# Card PCIe NC375T not recognized



## museal (Dec 2, 2011)

(Sorry for my english) Hello,
I'm new on FreeBSD OS and am trying to deploy servers.
I have a concern: HP NC375T NIC (HP NC375T PCI Express Quad Port Gigabit Server Adapter) is not recognized, the drivers from HP are available here.
If possible, can someone give me the steps to follow to integrate into my install HP drivers that are suitable?
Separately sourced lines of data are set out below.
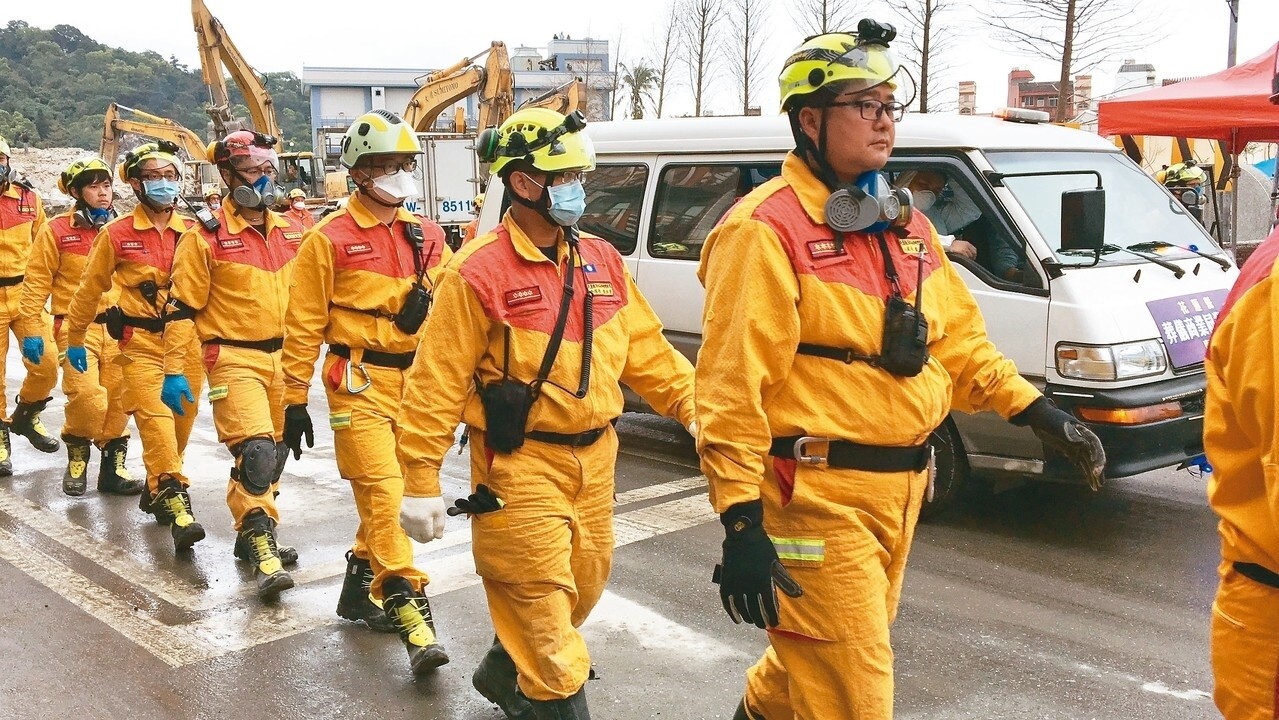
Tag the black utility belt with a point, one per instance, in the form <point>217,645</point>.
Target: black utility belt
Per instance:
<point>1257,573</point>
<point>853,455</point>
<point>269,345</point>
<point>398,361</point>
<point>572,440</point>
Thank you in advance.


----------



## wblock@ (Dec 2, 2011)

A quick search didn't find any way to use that card with FreeBSD.  You might have better success asking on the freebsd-net mailing list.


----------



## Terry_Kennedy (Dec 3, 2011)

museal said:
			
		

> (Sorry for my english) Hello,
> I'm new on FreeBSD OS and am trying to deploy servers.
> I have a concern: HP NC375T NIC (HP NC375T PCI Express Quad Port Gigabit Server Adapter) is not recognized, the drivers from HP are available here.
> If possible, can someone give me the steps to follow to integrate into my install HP drivers that are suitable? Thank you in advance.


HP likes to hide the actual chipset used by "their" cards. For example, the NC7771 is a vanilla Broadcom BCM5703 reference design with a HP bumper sticker on it.

You could use the `# pciconf -lv` command to list the hardware in your system. It should show up somewhere in there, hopefully with a "subclass" of Ethernet. Post your output here (or on freebsd-net as Warren suggested).

A quick look around seems to show this is a QLogic / NetXen NX3031-based card. Unfortunately, I couldn't find a FreeBSD driver for it. I did find a brief mention by one of the NetXen employees on freebsd-arch in January, 2008. But the pciconf output should be definitive.


----------



## museal (Dec 5, 2011)

Terry_Kennedy said:
			
		

> A quick look around seems to show this is a QLogic / NetXen NX3031-based card.


Yes

Thanks.


----------



## Gordje (Apr 18, 2012)

*I*t helped? *H*ow?


----------